The WHCC works closely with OTT, providing funding and business mentoring for UM’s most promising biomedical technologies. Over the past few years, commercialization activities at UM have ramped up, with more than three-fold increases in licensing and net intellectual property revenue. More than 80 percent of UM startups were formed since FY12, and $2.66 million in research expenditures for WHCC projects has resulted in more than $96 million in follow-on funding (venture, angel, private, federal or state business-related dollars).
“One of the strongest themes at UM, which cuts across every school and college, is health and wellness,” said Kenyon, who is also professor of surgery, microbiology and immunology, and holds the Martin Kleiman Chair in Diabetes Research. “In FY16, 76 percent of our research expenditures, 80 percent of our disclosures and 88 percent of our startups were all related to the medical school.”
“One of the challenges with having the vast majority of activity coming from the medical school is that it often takes 10 to 12 years for a pharmaceutical product to come to market and make money,” said Kenyon. “We’re looking to diversify into devices, diagnostics and tests, and we’re picking up the pace.”
Some of the UM innovation success stories:
• Pelican Therapeutics — Biologic agents that represent the next generation of tumor necrosis factor-based immunotherapy. UM founders: Eckhard R. Podack, M.D., Ph.D., and Taylor H. Schreiber, M.D., Ph.D., Miller School of Medicine.
• Vigilant Biosciences — Early detection system for risk of oral cancer. UM founder: Elizabeth J. Franzmann, M.D., Miller School of Medicine.
• HealthSnap Solutions — Software that provides prevention-based assessment tools. UM founder: Wesley Smith, Ph.D., School of Education and Human Development.
• iFunction — Skills assessment and training package delivered remotely to help people with intellectual impairment in performing everyday tasks. UM founder: Peter Kallestrup, M.S., Entrepreneur-in-Residence, U Innovation Office of Technology Transfer.

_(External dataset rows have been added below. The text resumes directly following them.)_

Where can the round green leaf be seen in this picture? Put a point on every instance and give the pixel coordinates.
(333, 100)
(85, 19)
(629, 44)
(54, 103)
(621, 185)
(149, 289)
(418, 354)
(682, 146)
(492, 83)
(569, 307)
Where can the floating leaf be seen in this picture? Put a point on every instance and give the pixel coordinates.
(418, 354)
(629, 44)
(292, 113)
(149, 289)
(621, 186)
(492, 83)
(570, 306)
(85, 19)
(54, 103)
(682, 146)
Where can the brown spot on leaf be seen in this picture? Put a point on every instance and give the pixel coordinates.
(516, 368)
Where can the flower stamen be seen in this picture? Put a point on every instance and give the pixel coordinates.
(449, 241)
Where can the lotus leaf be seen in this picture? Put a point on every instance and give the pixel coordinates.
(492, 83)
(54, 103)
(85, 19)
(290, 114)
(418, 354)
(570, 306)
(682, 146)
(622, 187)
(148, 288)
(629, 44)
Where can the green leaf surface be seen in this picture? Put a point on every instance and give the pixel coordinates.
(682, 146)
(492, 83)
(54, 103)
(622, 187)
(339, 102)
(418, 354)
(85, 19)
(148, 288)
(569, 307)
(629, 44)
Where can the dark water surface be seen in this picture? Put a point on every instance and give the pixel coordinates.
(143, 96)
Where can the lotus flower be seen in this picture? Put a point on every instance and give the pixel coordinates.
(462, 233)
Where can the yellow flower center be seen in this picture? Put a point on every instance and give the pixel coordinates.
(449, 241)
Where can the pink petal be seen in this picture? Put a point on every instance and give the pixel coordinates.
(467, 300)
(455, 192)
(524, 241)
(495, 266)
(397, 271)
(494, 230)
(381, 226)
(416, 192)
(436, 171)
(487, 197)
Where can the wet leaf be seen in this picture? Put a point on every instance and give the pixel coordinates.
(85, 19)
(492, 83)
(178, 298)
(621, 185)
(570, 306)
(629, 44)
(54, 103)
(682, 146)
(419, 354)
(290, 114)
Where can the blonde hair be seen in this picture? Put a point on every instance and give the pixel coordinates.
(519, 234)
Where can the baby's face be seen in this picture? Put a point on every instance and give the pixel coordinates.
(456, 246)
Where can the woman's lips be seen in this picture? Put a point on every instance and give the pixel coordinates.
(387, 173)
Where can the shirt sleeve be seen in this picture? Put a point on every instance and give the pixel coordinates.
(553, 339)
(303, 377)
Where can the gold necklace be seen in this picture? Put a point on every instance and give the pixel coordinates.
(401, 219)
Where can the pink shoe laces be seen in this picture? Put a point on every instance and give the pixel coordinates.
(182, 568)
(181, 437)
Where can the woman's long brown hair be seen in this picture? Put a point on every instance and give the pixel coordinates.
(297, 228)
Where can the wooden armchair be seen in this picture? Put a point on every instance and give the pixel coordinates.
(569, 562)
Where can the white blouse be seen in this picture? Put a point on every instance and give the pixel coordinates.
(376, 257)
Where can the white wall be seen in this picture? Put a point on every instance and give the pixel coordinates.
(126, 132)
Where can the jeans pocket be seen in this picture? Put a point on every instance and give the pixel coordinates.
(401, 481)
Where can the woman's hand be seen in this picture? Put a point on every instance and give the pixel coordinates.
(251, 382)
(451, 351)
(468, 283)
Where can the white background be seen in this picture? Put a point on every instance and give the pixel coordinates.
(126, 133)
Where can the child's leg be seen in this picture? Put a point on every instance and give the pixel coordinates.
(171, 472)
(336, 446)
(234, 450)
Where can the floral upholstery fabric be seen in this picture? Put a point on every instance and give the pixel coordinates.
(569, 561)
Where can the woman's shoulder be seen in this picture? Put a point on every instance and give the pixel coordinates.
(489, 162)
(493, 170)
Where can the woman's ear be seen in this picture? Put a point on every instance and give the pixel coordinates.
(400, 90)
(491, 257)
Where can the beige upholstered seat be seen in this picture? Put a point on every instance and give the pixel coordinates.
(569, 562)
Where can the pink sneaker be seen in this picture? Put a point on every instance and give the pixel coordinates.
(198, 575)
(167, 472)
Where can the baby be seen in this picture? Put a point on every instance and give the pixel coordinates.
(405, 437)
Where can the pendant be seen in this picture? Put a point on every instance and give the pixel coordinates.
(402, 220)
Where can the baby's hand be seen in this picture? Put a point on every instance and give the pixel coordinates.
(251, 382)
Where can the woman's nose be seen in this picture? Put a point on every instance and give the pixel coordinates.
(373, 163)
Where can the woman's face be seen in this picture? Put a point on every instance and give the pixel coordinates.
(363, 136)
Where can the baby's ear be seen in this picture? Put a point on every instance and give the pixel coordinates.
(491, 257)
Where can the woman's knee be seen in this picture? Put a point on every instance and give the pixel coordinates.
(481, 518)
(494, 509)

UM’s innovation efforts are also moving outside of South Florida.
“President Frenk has encouraged us to dream big, because his vision is for hemispheric innovation and technology,” said Kenyon. “We have reorganized to better push our faculty-driven innovation out the door, but there are many more areas to be explored. We also want to attract entrepreneurs from Latin America and establish innovation collaborations with other universities.”

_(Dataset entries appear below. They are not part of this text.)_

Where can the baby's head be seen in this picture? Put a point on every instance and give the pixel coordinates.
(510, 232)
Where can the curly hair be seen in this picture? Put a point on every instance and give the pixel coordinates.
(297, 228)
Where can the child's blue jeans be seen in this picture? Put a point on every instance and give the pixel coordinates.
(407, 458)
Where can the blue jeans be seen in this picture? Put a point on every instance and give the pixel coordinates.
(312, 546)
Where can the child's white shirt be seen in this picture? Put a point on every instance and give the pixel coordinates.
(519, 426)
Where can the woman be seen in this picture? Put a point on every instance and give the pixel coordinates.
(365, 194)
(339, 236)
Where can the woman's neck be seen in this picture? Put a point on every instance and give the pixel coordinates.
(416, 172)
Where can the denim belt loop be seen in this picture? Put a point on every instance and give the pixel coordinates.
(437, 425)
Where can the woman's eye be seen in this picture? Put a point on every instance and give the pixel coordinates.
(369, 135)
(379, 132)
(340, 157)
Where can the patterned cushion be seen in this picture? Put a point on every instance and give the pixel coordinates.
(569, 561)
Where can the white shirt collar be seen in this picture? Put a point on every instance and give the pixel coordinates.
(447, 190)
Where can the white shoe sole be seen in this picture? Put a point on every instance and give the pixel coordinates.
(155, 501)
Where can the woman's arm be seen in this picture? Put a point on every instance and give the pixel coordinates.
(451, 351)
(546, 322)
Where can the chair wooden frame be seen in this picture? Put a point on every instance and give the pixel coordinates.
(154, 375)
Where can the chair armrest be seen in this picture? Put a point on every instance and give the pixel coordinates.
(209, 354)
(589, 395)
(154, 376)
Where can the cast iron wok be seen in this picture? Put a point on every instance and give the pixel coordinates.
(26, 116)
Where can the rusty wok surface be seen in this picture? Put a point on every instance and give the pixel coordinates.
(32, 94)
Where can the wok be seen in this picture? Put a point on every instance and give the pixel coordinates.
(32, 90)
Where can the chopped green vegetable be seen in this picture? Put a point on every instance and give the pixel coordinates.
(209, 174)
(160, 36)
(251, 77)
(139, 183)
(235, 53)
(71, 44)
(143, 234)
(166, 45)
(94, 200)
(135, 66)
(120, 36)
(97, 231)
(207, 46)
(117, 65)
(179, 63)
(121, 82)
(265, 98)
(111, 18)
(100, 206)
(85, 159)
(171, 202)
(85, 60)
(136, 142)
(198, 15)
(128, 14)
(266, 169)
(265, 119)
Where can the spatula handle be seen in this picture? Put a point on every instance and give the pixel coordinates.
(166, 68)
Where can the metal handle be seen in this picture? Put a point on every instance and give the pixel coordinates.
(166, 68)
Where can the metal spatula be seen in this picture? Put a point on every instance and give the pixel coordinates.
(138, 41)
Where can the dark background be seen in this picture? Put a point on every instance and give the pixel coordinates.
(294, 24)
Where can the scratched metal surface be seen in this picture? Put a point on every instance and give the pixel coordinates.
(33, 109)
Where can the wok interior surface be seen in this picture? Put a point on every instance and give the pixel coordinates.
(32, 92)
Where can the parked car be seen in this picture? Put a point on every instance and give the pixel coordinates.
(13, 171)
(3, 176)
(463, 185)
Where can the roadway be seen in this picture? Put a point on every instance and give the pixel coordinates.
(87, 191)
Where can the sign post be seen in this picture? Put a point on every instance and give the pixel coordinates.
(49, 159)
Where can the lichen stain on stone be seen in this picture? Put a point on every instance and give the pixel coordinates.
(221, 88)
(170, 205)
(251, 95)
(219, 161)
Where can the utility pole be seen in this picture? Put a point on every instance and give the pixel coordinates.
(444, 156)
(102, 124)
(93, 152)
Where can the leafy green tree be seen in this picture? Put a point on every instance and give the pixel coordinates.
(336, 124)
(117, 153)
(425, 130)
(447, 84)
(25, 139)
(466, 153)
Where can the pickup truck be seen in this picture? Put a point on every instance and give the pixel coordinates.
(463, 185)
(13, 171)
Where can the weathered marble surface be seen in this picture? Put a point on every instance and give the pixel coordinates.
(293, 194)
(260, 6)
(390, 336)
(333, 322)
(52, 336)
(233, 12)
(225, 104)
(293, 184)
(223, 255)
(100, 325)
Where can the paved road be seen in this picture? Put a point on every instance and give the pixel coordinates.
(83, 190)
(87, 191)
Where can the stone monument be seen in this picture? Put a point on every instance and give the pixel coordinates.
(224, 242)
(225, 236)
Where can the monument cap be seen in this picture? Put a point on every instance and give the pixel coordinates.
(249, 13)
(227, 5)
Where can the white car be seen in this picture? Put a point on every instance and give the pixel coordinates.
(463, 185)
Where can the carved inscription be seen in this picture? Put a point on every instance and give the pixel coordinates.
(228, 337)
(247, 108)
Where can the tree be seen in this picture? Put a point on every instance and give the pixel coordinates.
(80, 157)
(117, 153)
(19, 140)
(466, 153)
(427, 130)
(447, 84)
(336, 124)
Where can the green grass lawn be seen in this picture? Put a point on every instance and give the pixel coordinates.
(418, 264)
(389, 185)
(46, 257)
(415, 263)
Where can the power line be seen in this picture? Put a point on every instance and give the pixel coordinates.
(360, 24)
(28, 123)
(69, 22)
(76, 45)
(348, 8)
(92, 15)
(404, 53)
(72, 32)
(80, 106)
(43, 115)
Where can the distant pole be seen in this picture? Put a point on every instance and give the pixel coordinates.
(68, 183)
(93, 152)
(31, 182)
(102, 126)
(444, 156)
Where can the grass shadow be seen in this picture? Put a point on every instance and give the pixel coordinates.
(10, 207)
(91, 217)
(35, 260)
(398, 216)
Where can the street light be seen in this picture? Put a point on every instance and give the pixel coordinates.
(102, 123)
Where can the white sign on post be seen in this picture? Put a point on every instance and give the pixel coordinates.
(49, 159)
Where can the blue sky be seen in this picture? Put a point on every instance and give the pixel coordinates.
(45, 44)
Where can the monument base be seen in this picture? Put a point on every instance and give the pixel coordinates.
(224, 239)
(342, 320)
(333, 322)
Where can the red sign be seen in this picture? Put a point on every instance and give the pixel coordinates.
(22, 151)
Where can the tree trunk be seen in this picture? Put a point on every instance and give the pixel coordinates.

It’s about far more than just making money, Kenyon said.
“The rule of thumb is that out of 100 new technologies, you have one that makes it, and even fewer hit a home run,” she said. “But a lot of this effort is to gain knowledge; royalties can be reinvested in research and innovation. The question we ask ourselves is, how can we best take that knowledge and translate it into something that helps people?”